Fort George Brewery Just Keeps Getting Bigger, Better and Wilder

For the truly rare and special beers, slip through a door on the brewing floor to the bare-bones Lovell Taproom to find inventive surprises

(Sam Gehrke)

1483 Duane St., Astoria, 503-325-7468, fortgeorgebrewery.com. 11 am-11 pm Monday-Thursday, 11 am-midnight Friday-Saturday, noon-11 pm Sunday.

Set on the former site of Fort Astoria, the birthplace of Oregon, Fort George is unapologetically expansionist. Since its founding in 2007, the brewery has swollen to fill two stories, an entire city block and about 20,000 barrels of beer a year—hovering around the 10th biggest brewery in the state—without any compromise in quality. From a first floor serving up excellent burger plates and fish and chips, you can ascend spiral steps preserved from the landmark Astoria Column to an upper deck that serves truly killer brewery pizza.

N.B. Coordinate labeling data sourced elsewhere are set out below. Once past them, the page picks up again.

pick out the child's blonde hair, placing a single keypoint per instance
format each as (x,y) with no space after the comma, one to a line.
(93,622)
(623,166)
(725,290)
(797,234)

Meanwhile, Fort George is building a distribution hub in nearby Warrenton, and by press time it will have finished construction on a two-story patio whose bottom floor is both heated and covered—just in time for its massive Festival of Dark Arts brimming with beers, like a perilously rich, 12-percent-alcohol Matryoshka Imperial Stout. But though Fort George is rightly known for stouts, like its roasty Cavatica flagship, lately the hoppy and sour beers have us excited, especially the brewery's annual 3-Way collaboration IPA and a fresh-hop IPA that was one of the best in Oregon last year. For the truly rare and special beers, slip through a door on the brewing floor to the bare-bones Lovell Taproom to find inventive surprises, like a spruce-tip Spruce Budd or a Shady Grove wine-barrel aged saison and cider blend.

(Sam Gehrke)

Nearby: Former Portland chef Eric Bechard moved out here a few years ago after the closure of his envelope-pushing wild-game spot Kingdom of Roosevelt. Albatross & Co. (225 14th St., 503-741-3091, albatrossandcompany.com) would be one of our favorite hangs in Portland, if it were in Portland. The $9 cocktails are stiff and stirred, the pork-centric Ol' Ironsides is an inspired cross between a Cubano and a Reuben, and the Dungeness-topped deviled eggs are heavenly.